Currently, according to the ACLU's Andrea Meyer, 30 percent of people who receive an exclusion are never charged with a crime, or their charges are dropped. And that's just one of the problems with the zones, Meyer said, sitting next to the mayor and Police Chief Derrick Foxworth at the hearing. The civil liberties organization opposes renewing the zones, she explained, because the exclusions lack constitutional protections like the presumption of innocence, the right to due process, and the right to counsel.

"Instead of these ordinances, we can use the judicial process," Meyer said. Judges, she said, could issue an exclusion when sentencing someone for a crime, or releasing a person from jail.

Then it was the citizens' turn. Two meeting moderators had to ditch the night's official agenda—they'd hoped to usher people into small groups for discussion—because so many people wanted to speak out about the zones.

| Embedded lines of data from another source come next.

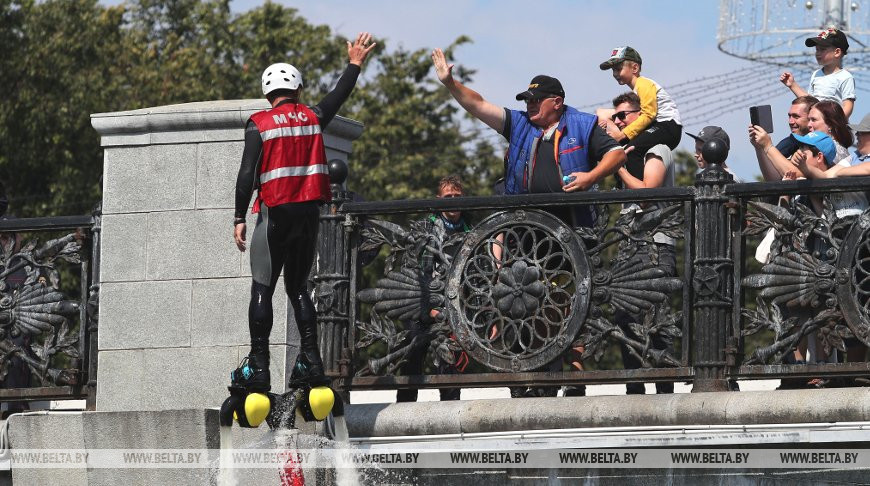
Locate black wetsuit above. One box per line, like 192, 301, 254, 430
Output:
235, 64, 360, 376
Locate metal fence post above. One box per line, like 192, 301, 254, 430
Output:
692, 139, 734, 392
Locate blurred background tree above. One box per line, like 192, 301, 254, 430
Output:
0, 0, 502, 217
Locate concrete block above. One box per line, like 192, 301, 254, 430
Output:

With the exception of downtown business representatives, including those from the Portland Business Alliance (PBA)—and an elderly couple who'd had a bad run-in with a pimp in the Hollywood District—the town hall-style hearing was practically a rerun of a November forum in North Portland, with residents lambasting the ordinance for being unfair, potentially racist, and for simply shifting drug and prostitution problems to other neighborhoods.

"This does nothing to get drug dealers out of the city," said Brad Taylor, who lives on the border of North Portland's DFZ.

Sister Cathie Boerboom, director of Rose Haven, a homeless women's drop-in center in Old Town, talked about clients who've gotten exclusions while trying to access services or buy groceries.

"They don't deserve them," she said. "It gives officers a heck of a lot of power."

Other residents—including two who had received exclusions themselves—urged Potter to modify or ditch the ordinance.

"We need to get beyond the argument that this tool works," said a young man who lives near NW Broadway and Everett. "To argue that something works doesn't mean it's the right thing to do."

The meeting's moderators asked for a show of hands of those in favor of keeping the ordinances "with changes," like the mayor's proposal to tie exclusions to criminal charges. Half of the hearing's attendees were on board (though one PBA suit in the back row thrust his hand in the air and muttered, "How about WITHOUT changes?" to his colleague). The rest didn't support the zones at all.

There's one more public hearing—near NE 82nd, where the city is considering adding another zone—on December 15. The council is expected to take up the issue in February.